Search code examples
cstringstrchr

First occurrence except escaped chars in C


How can I locate the first unescaped char in a str. In the following code, I get the first char at position 14, but I'm looking the one at position 26.

#include <stdio.h>
#include <string.h>

int main ()
{
  char str[] = "FOO + pHWAx \\\"bar AER/2.1\" BAZ";
  printf ("%s\n",str);
  char * pch;
  pch=strchr(str,'"');
  printf ("found at %d\n",pch-str+1);
  return 0;
}

Solution

  • Use the strpbrk function to look for the first occurence of any one of several characters at once. You must not skip the escape character; you must check whether it is followed by the character that you're really looking for.

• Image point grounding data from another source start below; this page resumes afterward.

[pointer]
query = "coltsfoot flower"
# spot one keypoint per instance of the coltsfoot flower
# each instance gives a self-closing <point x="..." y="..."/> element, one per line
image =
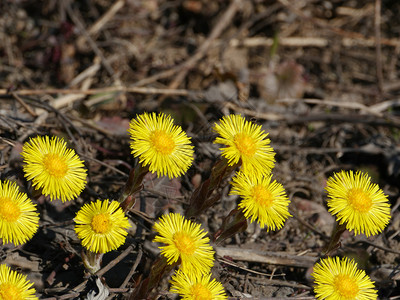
<point x="357" y="202"/>
<point x="245" y="142"/>
<point x="19" y="219"/>
<point x="160" y="144"/>
<point x="340" y="279"/>
<point x="101" y="226"/>
<point x="184" y="240"/>
<point x="194" y="287"/>
<point x="15" y="286"/>
<point x="263" y="200"/>
<point x="54" y="168"/>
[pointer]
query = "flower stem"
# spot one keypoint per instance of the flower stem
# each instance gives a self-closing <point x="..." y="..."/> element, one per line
<point x="133" y="185"/>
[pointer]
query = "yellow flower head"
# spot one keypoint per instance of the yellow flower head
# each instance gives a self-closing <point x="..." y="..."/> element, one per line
<point x="159" y="143"/>
<point x="19" y="219"/>
<point x="191" y="286"/>
<point x="262" y="199"/>
<point x="185" y="240"/>
<point x="340" y="279"/>
<point x="357" y="202"/>
<point x="54" y="168"/>
<point x="15" y="286"/>
<point x="247" y="142"/>
<point x="101" y="226"/>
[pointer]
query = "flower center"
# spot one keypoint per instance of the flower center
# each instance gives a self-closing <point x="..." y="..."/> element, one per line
<point x="162" y="142"/>
<point x="359" y="200"/>
<point x="101" y="223"/>
<point x="55" y="165"/>
<point x="245" y="144"/>
<point x="200" y="292"/>
<point x="184" y="243"/>
<point x="10" y="292"/>
<point x="262" y="196"/>
<point x="9" y="210"/>
<point x="346" y="286"/>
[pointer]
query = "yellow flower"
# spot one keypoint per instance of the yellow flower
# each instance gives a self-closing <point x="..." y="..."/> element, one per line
<point x="262" y="199"/>
<point x="19" y="219"/>
<point x="15" y="286"/>
<point x="54" y="168"/>
<point x="101" y="226"/>
<point x="194" y="287"/>
<point x="246" y="142"/>
<point x="185" y="240"/>
<point x="357" y="202"/>
<point x="159" y="143"/>
<point x="340" y="279"/>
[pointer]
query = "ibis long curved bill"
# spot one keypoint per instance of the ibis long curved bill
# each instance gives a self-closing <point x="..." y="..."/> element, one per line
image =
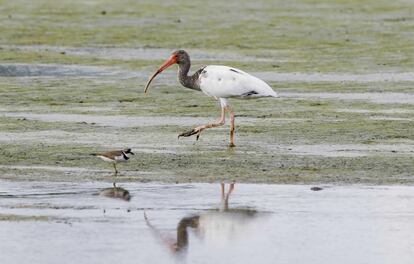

    I.e. suppose we want to look for " which can be escaped as \". Actually, this means we must look for either " or \. In other words:

    char *ptr = strpbrk(string, "\"\\"); /* look for chars in the set { ", \ } */
    

    But we have to do this in a loop, because we are not interested in escaped quotes and have to keep going:

    char *quote = 0;
    char *string = str; /* initially points to the str array */
    
    while (*string != 0) {
      char *ptr = strpbrk(string, "\"\\");
    

    Next we check whether we found something:

      if (!ptr)
        break;
    

    If we found something is is necessarily a \ or ":

      if (*ptr == '"') {
        quote = ptr;
        break;
      }
    

    If it is not a quote, then it must be an escape. We increment to the next character. If it is a terminating null it means we have a backslash at the end of a string: an improper escape.

      if (*++ptr == 0)
        break;
    

    Otherwise, we can skip the next character and continue the loop to scan for the next escape or unescaped quote.

      string = ++ptr;
    }
    

    If an unescaped quote occurs, then quote points to it after the execution of the while loop. Otherwise quote remains null.

    This code assumes that there exist other escapes besides \", but that they are all one character long, e.g. \b or \r. It will not work if there are longer escapes like \xff. Escapes constitute the conventions of a language: you have to know what the language is that you're processing to do it correctly.